# Oak log store - now finished



## cusimar9 (30 May 2014)

So it's been a couple of weeks since I finished the TV unit so I thought I'd get started planning a log store for the garden.

So I popped in to see Zach at Peak Oak Frames who gave me some great tips on working with green oak beams and I've knocked up a plan which will keep me busy for the next couple of months.

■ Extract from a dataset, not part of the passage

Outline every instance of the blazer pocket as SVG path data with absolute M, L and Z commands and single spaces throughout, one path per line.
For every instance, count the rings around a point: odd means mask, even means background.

I've priced up all the Oak which works out around £300 inc VAT from a new timber supplier I've sourced in Somercotes who will be sourcing me the following:

8m x 100mm x 100mm
1m x 150mm x 75mm
10m x 100mm x 75mm
16m x 200mm x 20mm

It'll be a rather different build to anything I've done before - very little prep or sizing on the materials, no gluing up or anything, just a few cuts and a whopping 22 mortice and tenons joints!

I'm wondering if I should be ordering a couple of metres spare of everything ready for the inevitable balls ups which will no doubt come up!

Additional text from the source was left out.